The value of the concept of IBP in the primary care setting is straightforward – it does define a group at risk for SpA or AS and it can defend further diagnostic testing such as advanced imaging or genetic testing. However, if these tests are negative, does IBP in and of itself justify anti-inflammatory therapy or even biologic drug intervention in an attempt to treat symptoms or potentially to prevent later development of SpA or AS? We do not, as yet, have an answer to these questions.

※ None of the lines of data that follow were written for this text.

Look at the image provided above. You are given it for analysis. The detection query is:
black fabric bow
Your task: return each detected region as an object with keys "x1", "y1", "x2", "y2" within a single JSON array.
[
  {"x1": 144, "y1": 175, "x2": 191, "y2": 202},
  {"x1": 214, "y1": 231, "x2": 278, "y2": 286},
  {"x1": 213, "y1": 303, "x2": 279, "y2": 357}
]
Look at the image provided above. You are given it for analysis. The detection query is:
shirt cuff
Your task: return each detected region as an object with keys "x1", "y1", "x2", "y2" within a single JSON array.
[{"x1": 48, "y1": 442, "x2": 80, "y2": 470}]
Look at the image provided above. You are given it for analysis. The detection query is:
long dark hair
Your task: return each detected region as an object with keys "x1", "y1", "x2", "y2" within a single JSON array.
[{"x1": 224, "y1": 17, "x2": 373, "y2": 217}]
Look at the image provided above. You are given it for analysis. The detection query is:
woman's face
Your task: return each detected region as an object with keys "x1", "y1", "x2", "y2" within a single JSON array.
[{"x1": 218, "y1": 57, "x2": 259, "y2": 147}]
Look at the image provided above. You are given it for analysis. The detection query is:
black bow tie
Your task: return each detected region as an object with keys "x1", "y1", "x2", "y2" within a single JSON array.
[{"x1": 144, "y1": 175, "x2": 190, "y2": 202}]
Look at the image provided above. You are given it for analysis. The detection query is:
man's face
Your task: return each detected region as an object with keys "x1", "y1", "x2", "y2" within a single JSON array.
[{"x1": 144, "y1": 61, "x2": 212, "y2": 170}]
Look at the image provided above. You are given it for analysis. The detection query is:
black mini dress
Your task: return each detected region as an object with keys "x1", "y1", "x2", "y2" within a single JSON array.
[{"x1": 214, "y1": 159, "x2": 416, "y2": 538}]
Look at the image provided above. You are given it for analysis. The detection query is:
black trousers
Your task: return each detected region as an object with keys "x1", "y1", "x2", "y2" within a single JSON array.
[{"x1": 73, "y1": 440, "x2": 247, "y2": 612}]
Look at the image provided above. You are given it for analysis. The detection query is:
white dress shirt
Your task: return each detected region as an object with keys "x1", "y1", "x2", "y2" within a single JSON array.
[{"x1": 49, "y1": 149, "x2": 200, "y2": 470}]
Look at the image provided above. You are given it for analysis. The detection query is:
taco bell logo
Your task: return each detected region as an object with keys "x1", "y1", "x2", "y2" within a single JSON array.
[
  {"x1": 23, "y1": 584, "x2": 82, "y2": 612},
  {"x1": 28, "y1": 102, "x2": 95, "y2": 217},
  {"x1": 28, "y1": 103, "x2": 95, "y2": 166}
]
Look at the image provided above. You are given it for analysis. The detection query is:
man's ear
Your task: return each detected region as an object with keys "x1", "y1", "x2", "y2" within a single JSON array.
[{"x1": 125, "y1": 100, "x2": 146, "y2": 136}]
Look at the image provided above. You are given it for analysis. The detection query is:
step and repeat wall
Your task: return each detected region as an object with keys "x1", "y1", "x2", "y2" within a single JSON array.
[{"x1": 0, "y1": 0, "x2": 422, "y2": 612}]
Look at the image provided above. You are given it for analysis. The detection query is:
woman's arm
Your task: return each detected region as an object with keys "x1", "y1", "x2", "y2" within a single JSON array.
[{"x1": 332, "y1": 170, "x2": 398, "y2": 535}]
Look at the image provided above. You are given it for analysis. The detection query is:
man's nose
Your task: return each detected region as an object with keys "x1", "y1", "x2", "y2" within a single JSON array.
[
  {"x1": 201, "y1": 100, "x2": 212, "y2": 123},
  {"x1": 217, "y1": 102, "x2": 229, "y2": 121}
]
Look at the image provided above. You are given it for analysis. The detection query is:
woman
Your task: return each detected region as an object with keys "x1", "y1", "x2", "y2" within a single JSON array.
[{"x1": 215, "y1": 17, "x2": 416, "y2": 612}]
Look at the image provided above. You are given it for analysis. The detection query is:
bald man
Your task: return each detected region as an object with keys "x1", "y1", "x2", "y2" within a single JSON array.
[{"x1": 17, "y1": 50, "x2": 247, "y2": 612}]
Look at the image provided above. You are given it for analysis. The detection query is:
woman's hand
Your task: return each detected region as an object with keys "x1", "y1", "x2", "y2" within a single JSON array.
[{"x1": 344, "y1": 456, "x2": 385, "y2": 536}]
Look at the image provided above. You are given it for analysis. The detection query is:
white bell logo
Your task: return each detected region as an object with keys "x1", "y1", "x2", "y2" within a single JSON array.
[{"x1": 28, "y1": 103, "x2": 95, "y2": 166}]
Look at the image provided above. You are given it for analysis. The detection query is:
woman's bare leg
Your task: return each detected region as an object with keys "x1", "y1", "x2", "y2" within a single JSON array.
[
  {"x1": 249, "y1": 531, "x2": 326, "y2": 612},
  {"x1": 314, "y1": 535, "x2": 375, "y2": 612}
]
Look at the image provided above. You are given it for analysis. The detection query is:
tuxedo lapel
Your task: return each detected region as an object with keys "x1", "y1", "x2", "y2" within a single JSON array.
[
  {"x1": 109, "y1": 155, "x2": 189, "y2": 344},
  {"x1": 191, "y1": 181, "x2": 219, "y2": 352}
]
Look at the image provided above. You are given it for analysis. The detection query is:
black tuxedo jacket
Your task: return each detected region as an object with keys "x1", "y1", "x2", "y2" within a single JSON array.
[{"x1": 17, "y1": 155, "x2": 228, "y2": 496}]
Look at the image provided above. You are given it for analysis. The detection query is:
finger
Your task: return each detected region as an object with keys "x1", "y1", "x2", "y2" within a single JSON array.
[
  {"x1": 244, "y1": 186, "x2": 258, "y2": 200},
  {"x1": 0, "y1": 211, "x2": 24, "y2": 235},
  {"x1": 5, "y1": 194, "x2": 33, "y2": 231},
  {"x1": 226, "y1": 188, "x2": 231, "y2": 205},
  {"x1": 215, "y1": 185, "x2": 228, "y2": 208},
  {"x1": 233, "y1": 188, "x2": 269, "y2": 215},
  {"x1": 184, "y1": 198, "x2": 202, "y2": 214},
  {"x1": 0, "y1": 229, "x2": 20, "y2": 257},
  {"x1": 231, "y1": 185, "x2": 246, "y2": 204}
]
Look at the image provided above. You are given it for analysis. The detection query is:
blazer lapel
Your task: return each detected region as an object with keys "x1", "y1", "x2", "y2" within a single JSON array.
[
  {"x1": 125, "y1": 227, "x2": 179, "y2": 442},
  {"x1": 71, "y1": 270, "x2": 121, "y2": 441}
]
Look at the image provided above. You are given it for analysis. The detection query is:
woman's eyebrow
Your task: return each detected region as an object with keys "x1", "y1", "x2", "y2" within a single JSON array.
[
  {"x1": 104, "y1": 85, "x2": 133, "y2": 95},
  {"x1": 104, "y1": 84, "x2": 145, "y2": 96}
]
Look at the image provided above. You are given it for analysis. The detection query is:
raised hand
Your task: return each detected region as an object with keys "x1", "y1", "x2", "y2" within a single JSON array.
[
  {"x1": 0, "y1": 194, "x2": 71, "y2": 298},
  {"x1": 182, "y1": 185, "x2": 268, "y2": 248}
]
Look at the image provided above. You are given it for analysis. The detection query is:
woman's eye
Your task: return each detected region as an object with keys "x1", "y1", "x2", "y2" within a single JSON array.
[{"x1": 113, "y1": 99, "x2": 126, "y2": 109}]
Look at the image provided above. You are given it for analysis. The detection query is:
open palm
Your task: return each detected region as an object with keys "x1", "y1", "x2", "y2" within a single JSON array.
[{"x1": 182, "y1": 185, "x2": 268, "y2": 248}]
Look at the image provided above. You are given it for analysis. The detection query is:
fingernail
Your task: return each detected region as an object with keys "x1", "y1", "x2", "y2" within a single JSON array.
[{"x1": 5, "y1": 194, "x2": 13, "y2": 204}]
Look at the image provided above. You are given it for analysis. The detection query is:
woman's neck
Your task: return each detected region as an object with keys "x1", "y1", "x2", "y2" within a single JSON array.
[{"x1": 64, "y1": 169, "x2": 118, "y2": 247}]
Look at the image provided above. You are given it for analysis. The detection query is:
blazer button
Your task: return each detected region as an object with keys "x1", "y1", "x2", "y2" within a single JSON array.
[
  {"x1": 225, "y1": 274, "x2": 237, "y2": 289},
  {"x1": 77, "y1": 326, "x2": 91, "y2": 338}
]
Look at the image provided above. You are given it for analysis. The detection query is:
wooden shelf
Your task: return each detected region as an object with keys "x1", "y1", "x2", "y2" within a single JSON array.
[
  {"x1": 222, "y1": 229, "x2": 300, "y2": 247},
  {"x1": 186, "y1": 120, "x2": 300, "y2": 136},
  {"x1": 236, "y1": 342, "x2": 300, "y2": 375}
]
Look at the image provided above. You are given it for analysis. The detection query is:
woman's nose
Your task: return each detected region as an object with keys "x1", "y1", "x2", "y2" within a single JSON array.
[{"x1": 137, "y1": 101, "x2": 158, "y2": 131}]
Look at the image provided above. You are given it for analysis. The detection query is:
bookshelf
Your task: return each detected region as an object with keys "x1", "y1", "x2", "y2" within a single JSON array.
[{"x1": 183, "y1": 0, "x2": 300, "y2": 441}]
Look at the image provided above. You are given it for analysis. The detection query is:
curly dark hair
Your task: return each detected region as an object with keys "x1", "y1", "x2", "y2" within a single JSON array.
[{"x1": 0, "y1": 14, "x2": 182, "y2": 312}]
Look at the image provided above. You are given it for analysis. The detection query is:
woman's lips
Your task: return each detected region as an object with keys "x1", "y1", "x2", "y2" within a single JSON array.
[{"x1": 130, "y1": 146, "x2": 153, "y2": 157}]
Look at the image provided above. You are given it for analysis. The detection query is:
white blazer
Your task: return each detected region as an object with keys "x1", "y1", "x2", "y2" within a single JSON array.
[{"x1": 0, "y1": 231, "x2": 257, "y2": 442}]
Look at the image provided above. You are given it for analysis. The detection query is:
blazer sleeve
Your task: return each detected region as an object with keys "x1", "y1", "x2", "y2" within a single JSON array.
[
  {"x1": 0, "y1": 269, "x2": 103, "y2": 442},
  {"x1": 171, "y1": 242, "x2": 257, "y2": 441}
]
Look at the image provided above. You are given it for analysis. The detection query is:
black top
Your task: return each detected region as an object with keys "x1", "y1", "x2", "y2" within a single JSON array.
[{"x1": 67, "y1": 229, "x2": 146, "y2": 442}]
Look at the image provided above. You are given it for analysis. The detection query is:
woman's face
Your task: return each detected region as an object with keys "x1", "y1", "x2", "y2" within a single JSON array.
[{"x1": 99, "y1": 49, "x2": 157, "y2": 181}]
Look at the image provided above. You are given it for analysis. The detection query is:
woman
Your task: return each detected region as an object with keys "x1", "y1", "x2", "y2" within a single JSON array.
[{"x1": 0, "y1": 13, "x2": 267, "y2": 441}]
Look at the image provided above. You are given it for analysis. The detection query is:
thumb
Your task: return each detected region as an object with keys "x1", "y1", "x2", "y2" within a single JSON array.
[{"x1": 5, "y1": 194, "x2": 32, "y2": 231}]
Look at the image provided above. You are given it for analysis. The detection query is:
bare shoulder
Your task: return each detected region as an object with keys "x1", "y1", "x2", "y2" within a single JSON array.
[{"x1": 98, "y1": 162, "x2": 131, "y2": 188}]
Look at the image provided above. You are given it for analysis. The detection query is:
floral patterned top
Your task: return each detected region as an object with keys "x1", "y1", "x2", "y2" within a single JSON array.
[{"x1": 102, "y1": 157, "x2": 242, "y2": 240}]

However, one important usefulness of the concept of IBP appears to be in its role as a distinguishing feature in the criteria sets that have been developed to identify AS and SpA. In the thirty-five years since the Calin criteria were introduced, criteria sets have evolved from measurement of IBP to measurement of AS and/or SpA, and here we must be clear that IBP is not the same clinical entity as AS or SpA. These criteria sets share several key clinical features, while diverging on others such as radiographic parameters and genetic indicators. The difference among these criteria sets leads to several considerations for future research. First, do patients classified as having IBP who do not go on to develop AS or SpA represent a valid subset of IBP or are they false positives in IBP classification? Second, what is the association between IBP, elevated markers of inflammation, and HLA-B27? Third, can these criteria sets be used to analyze response to therapy (Braun 2010)? Finally, is it possible to develop a unified criteria set for IBP? We await answers to these questions.